To create the series Wolf trolled Google Street View looking for accidents caught on camera. When he found one he liked he set up his camera, framed the image and took a photograph of the scene. It’s voyeuristic in the extreme, voyeurism for the internet age and a frightening reminder of the World we actually live in. A World in which privacy is dead.
However, when he won the award photo journalists from around the World went nuts. Was this legitimate? Were these his images or Google’s? Could this work be considered ‘daily life’ when it was captured, by chance on a computer screen, by someone trawling through 1000′s of images in order to find the best, most amusing, most interesting?
This subject gets right to the core of one of the most important questions of our time. Privacy and the evasive nature of the internet.

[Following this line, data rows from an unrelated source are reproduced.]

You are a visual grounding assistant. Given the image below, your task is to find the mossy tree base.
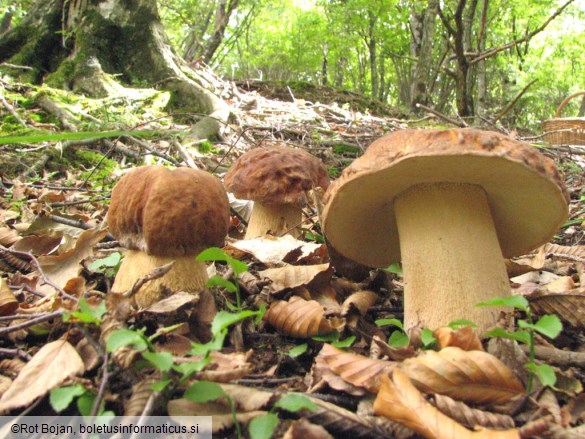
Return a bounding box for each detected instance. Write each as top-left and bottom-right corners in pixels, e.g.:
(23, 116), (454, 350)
(0, 0), (229, 138)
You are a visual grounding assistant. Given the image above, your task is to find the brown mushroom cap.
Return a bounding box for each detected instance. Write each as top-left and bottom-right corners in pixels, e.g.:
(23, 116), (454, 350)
(224, 148), (329, 206)
(108, 166), (229, 256)
(323, 128), (568, 267)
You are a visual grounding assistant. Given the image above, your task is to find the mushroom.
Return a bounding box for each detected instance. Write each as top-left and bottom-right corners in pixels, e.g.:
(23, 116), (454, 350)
(108, 166), (229, 307)
(323, 128), (568, 334)
(224, 148), (329, 239)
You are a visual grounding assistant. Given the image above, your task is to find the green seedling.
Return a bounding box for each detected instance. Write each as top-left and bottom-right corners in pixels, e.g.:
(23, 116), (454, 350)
(195, 247), (248, 311)
(476, 296), (563, 393)
(248, 393), (318, 439)
(63, 297), (106, 325)
(311, 331), (355, 349)
(374, 319), (410, 349)
(87, 252), (122, 277)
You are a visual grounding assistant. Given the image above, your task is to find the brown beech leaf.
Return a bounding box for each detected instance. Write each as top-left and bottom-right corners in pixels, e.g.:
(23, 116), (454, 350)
(433, 326), (484, 351)
(374, 369), (520, 439)
(39, 229), (108, 291)
(319, 344), (396, 393)
(400, 347), (524, 404)
(229, 235), (324, 265)
(341, 291), (380, 316)
(264, 296), (344, 338)
(0, 340), (85, 413)
(258, 264), (329, 292)
(526, 288), (585, 328)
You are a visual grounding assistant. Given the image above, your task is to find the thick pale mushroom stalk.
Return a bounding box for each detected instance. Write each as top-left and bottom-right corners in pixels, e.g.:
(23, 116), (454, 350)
(112, 250), (208, 308)
(394, 183), (511, 333)
(245, 201), (303, 239)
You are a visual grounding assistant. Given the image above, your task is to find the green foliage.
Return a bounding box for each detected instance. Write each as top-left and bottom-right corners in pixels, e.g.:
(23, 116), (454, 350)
(476, 296), (563, 392)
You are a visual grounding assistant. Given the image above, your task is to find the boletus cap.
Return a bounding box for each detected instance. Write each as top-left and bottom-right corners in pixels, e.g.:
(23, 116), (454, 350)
(323, 128), (568, 267)
(108, 166), (229, 256)
(224, 147), (329, 206)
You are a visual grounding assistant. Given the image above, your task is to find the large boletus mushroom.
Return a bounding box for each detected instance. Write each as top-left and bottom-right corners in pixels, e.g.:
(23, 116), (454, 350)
(224, 147), (329, 239)
(108, 166), (229, 307)
(323, 128), (568, 333)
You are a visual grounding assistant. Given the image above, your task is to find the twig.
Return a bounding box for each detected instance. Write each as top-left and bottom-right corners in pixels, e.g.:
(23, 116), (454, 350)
(0, 309), (65, 335)
(124, 261), (175, 297)
(493, 79), (538, 123)
(416, 104), (467, 128)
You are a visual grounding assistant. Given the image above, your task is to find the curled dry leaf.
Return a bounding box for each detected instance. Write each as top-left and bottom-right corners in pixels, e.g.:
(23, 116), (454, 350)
(0, 340), (85, 413)
(341, 291), (380, 316)
(434, 394), (514, 430)
(0, 277), (18, 316)
(264, 296), (344, 338)
(526, 288), (585, 328)
(258, 264), (329, 293)
(374, 369), (520, 439)
(400, 347), (524, 404)
(433, 326), (484, 351)
(319, 344), (396, 393)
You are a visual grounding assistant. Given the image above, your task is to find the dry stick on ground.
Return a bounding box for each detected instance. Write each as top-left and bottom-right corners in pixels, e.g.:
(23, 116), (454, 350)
(38, 95), (81, 131)
(0, 309), (65, 336)
(416, 104), (467, 128)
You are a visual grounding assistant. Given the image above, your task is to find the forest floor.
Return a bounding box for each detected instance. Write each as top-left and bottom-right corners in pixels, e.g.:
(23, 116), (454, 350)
(0, 67), (585, 438)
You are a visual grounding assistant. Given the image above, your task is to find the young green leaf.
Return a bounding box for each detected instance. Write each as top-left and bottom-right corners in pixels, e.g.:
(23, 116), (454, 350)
(211, 310), (258, 335)
(534, 314), (563, 338)
(49, 384), (87, 413)
(374, 319), (404, 331)
(388, 331), (410, 349)
(274, 393), (319, 413)
(524, 363), (557, 387)
(385, 262), (402, 275)
(420, 328), (437, 348)
(475, 296), (528, 311)
(195, 247), (248, 276)
(248, 413), (278, 439)
(183, 381), (226, 403)
(331, 335), (355, 349)
(142, 352), (174, 372)
(106, 328), (148, 352)
(287, 343), (309, 358)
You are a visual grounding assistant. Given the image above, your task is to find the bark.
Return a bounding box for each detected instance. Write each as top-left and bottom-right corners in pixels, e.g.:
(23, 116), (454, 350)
(410, 0), (439, 110)
(0, 0), (229, 142)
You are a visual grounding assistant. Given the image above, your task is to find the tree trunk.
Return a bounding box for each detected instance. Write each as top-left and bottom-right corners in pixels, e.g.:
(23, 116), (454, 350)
(0, 0), (229, 142)
(410, 0), (439, 111)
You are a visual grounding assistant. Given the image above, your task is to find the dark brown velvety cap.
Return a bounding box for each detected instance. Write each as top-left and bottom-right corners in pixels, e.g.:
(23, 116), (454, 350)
(323, 128), (568, 267)
(108, 166), (229, 256)
(224, 148), (329, 206)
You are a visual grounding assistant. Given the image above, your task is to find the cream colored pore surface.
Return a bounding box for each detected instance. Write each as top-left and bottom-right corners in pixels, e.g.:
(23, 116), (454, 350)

Here’s what Wolf had to say:
I think it’s absolutely astounding, I won First Prize twice in the competition in 2005 and last year, but this honorable mention is worth hundred times more to me because it’s such a conceptual leap for the World Press jury to award a prize to someone that photographs virtually. It’s mind-blowing.

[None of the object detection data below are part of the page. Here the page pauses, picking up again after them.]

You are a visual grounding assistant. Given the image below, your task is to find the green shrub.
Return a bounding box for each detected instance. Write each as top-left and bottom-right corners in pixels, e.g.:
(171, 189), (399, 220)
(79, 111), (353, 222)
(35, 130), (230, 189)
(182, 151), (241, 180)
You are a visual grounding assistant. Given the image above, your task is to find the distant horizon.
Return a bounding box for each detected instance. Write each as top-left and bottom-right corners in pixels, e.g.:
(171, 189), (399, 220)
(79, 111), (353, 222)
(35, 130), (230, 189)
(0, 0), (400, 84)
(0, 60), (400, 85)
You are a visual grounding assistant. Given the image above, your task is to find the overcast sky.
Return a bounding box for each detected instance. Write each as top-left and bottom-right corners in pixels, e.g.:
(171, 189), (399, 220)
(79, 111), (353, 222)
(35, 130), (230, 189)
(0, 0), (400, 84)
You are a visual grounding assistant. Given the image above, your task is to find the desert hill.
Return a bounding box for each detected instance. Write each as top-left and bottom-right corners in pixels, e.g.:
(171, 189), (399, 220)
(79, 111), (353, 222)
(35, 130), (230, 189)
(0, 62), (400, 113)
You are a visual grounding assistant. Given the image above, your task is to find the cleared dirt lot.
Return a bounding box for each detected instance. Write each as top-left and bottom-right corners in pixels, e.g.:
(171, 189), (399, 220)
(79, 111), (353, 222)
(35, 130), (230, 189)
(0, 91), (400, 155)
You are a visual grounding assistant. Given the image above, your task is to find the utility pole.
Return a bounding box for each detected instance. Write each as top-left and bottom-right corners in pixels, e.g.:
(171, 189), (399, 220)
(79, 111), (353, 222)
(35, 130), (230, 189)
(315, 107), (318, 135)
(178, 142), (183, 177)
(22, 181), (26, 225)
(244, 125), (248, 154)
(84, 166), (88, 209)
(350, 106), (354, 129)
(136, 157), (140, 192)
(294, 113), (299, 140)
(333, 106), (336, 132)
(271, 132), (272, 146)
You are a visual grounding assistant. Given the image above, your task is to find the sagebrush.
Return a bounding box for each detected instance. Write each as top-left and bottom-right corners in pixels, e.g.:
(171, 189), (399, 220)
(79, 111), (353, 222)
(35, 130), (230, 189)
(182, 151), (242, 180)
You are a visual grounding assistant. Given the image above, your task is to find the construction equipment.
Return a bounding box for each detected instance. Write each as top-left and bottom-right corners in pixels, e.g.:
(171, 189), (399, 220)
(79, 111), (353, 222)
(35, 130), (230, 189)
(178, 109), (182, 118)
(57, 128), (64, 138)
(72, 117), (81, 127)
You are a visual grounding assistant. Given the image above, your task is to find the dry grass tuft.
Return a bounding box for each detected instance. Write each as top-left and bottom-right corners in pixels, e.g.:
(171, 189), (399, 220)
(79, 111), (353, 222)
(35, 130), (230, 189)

I use a tripod and mount the camera, photographing a virtual reality that I see on the screen. It’s a real file that I have, I’m not taking a screenshot. I move the camera forward and backward in order to make an exact crop, and that’s what makes it my picture. It doesn’t belong to Google, because I’m interpreting Google; I’m appropriating Google. If you look at the history of art, there’s a long history of appropriation.
One of the members of the Jury said this in Wolfs defence:
Photojournalism today is definitely what photojournalism was 50 years ago: A situation interpreted into a meaningful image…But something virtual has entered our visual world that we could not even have imagined 10 years ago. Hence, our world has changed in a revolutionary way. You can write about it and you can look at it on your computer, but how to document it with the means of photography? This is, in my opinion documentary photography and this work is smart and creative. What Michael Wolf did is use photography to chronicle a significant event.
The work was recognized in the category ‘Contemporary Issues’ and not in the category ‘Daily Life’. The Contemporary Issue is that Google scans our world and we cannot hide from it. We are not part of an anonymous mass anymore, we are identifiable.
What do you think? Where do you stand? Whose images are these?